Come si deve fare un giornale rivoluzionario (di Petr Alekseevic Kropotkin)

"Alias", il supplemento culturale de "il manifesto", sabato scorso, per rievocare la Comune di Parigi e le novità politiche intellettuali da essa introdotte pubblicava dall'edizione Feltrinelli del 1969, un brano delle Memorie di un rivoluzionario di Kropotkin (1899), in cui il pensatore e agitatore anarchico russo rievoca  la sua esperienza di giornalista in Svizzera negli ultimi decenni del diciannovesimo secolo. Mi pare una pagina da meditare, una lezione ancora attuale. (S.L.L.)
I giornali socialisti hanno spesso la tendenza a diventare nient’altro che una raccolta di lamentele sulle condizioni attuali. Si parla dell’oppressione dei lavoratori nelle miniere, nelle fabbriche, nei campi; si dipingono al vivo le miserie e le sofferenze degli operai durante gli scioperi; si insiste nel dire come non abbiano armi con cui lottare di fronte ai loro padroni; e questo seguirsi di disperate lotte di settimana in settimana, ha sul lettore un effetto molto deprimente.
Come rimedio chi scrive confida soprattutto nelle parole ardenti con le quali cerca di infondere nei suoi lettori slancio e speranza. Io pensavo invece che un giornale rivoluzionario deve dare il resoconto di tutti i segni che, dovunque, preannunciano l’avvento di un’era nuova, il nascere di nuove forme di vita sociale, la rivolta crescente contro le istituzioni antiquate. Questi sintomi devono essere analizzati, confrontati, studiandone i rapporti più profondi e raggruppati in modo da dimostrare all’animo dubbioso dei più come le idee più avanzate incontrino dovunque un favore invisibile e spesso inconscio, quando nella società si verifica un risveglio dei pensieri. Fare che si senta di partecipare al palpito del cuore umano in tutto il mondo, alla sua ribellione contro le ingiustizie secolari, ai suoi sforzi per elaborare nuove forme di vita, questo dovrebbe essere il compito essenziale di un giornale rivoluzionario. È la speranza e non lo sconforto che porta alla vittoria una rivoluzione.

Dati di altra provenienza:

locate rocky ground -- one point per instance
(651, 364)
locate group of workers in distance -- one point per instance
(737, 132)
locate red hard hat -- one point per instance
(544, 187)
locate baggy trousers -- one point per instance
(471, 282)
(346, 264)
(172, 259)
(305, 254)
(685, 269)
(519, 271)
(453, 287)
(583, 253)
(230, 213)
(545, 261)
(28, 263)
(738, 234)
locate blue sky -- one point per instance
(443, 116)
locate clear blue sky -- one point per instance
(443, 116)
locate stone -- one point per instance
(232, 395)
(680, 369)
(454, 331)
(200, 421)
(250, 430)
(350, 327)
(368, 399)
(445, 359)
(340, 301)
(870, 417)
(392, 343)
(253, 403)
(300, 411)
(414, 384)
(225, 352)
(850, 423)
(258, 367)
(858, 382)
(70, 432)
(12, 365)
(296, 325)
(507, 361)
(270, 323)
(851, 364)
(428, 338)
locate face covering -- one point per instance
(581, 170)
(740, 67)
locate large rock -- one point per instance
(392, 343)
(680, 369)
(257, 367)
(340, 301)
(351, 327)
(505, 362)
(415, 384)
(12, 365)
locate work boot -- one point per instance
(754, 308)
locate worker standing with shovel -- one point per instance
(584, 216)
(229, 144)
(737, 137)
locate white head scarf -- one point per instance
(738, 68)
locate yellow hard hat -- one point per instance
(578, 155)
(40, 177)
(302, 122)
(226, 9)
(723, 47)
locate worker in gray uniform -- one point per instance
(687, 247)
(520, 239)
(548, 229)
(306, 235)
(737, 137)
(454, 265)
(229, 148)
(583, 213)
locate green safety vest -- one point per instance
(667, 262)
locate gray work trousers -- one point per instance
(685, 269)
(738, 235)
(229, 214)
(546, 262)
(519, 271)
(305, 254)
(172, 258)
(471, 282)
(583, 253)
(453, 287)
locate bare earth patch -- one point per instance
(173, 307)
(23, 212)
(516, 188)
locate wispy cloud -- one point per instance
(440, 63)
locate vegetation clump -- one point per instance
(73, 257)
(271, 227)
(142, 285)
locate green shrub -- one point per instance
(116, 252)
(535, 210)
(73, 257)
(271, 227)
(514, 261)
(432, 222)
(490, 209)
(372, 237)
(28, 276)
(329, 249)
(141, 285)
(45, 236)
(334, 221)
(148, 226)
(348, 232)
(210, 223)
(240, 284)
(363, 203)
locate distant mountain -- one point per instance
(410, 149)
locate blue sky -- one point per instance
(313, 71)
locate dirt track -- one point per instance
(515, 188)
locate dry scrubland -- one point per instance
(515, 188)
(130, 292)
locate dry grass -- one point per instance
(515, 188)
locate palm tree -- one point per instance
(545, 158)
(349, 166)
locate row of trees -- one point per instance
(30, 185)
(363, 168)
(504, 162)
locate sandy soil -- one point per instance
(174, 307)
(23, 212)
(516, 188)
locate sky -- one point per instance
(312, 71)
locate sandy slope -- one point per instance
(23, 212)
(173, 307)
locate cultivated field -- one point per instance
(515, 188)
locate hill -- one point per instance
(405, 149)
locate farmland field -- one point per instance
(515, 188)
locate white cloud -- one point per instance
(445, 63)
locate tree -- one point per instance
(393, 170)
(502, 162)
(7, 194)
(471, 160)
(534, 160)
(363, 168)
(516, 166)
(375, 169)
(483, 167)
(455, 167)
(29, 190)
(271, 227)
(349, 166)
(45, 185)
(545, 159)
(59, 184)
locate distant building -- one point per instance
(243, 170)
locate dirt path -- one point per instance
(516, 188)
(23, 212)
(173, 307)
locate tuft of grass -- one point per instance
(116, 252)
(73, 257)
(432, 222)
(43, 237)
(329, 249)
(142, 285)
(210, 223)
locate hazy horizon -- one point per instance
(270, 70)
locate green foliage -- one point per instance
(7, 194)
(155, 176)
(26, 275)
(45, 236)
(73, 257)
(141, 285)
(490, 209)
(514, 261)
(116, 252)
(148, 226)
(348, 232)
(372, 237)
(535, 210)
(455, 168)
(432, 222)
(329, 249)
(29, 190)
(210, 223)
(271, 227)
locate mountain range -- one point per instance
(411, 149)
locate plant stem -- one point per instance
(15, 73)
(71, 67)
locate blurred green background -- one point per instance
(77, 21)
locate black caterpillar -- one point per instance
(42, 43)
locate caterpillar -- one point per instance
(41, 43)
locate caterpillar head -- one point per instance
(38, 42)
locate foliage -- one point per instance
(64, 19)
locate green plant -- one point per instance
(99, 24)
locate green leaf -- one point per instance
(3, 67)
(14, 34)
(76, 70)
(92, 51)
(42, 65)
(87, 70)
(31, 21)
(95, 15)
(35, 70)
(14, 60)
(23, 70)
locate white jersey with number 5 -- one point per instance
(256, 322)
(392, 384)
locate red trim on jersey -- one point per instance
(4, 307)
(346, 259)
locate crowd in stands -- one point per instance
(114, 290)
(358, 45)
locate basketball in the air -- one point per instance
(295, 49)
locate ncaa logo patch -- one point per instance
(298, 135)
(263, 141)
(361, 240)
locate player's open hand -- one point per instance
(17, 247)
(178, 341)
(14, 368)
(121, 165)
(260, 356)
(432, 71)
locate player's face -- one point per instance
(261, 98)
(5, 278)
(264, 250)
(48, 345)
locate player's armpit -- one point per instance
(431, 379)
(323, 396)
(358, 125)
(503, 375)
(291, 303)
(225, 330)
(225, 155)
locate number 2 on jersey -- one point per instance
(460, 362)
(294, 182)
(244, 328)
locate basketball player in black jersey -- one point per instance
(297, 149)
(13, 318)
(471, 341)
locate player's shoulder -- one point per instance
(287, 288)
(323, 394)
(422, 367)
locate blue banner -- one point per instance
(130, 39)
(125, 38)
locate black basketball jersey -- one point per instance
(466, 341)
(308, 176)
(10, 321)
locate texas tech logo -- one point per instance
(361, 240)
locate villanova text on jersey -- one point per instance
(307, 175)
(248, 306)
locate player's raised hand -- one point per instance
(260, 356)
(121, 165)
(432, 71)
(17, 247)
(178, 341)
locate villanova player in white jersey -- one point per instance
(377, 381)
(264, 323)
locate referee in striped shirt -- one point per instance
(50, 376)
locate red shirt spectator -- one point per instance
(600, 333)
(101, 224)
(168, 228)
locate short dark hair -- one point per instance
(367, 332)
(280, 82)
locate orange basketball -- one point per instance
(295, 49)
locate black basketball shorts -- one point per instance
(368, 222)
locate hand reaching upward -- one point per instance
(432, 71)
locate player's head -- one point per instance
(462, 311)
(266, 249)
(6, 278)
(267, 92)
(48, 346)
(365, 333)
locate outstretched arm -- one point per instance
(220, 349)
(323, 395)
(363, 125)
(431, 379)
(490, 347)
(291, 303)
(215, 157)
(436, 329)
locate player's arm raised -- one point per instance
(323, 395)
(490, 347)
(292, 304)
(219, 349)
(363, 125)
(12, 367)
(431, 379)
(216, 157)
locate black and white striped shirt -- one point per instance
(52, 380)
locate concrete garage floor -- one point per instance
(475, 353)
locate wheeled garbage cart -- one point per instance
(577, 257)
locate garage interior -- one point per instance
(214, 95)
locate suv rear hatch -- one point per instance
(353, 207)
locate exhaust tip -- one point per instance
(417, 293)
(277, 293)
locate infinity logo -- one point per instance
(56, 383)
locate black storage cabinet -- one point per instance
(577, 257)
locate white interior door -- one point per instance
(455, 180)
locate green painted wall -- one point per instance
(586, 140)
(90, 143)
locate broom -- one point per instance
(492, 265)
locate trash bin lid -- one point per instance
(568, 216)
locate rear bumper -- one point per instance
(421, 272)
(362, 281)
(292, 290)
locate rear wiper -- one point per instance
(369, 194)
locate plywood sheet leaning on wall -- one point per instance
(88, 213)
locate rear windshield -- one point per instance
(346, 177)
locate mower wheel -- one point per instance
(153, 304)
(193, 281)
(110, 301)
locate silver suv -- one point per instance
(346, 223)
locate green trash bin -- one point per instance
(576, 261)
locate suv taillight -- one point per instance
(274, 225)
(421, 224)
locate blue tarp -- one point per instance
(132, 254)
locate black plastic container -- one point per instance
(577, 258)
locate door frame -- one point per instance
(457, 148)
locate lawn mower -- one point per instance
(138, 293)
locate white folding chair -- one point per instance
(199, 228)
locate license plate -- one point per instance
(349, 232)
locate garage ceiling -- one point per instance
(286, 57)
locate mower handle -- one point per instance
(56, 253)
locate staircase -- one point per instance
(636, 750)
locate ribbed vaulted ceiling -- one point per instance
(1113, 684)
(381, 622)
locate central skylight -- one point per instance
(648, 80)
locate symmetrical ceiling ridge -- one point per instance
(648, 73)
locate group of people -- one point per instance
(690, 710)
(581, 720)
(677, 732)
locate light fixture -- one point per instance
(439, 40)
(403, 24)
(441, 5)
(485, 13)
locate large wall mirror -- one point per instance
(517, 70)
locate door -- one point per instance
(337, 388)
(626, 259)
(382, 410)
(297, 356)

Gli storici ci dicono spesso che questo o quel sistema filosofico ha prodotto un certo cambiamento nel pensiero umano, e in seguito nelle istituzioni,ma questa non è la storia. I maggiori filosofi studiando la loro società non hanno fatto che afferrare gli indizi dei futuri mutamenti, ne hanno capito i rapporti intimi e, aiutati dall’induzione e dall’intuizione, hanno predetto quel che sarebbe avvenuto. Anche i sociologi hanno tracciato degli schemi di organizzazione sociale partendo da alcuni principi e sviluppandoli nelle loro conseguenze logiche, così come da pochi assiomi in geometria si arriva a una conclusione; ma questo non è sociologia. Non si può fare una giusta previsione sullo sviluppo di una società se non si tengono d’occhio i più tenui indizi di una vita nuova, separando i fatti fortuiti da quelli organicamente essenziali e costruendo la generalizzazione su queste fondamenta.
Era questo il sistema di pensiero al quale cercavo di abituare i nostri lettori – servendomi di parole chiare e comprensibili, in modo da abituare i più umili a giudicare da sé la direzione in cui cammina la società e a correggere da sé il pensatore se costui arriva a conclusioni false. Quanto alla critica delle condizioni presenti, ne feci solo quando era necessario per mettere a nudo le radici dei mali e per mostrare che le ragioni prime di tutti i mali sociali sono un feticismo vivo e profondo per le sopravvivenze antiquate di fasi già superate dell’evoluzione sociale e una grande inerzia del pensiero e della volontà.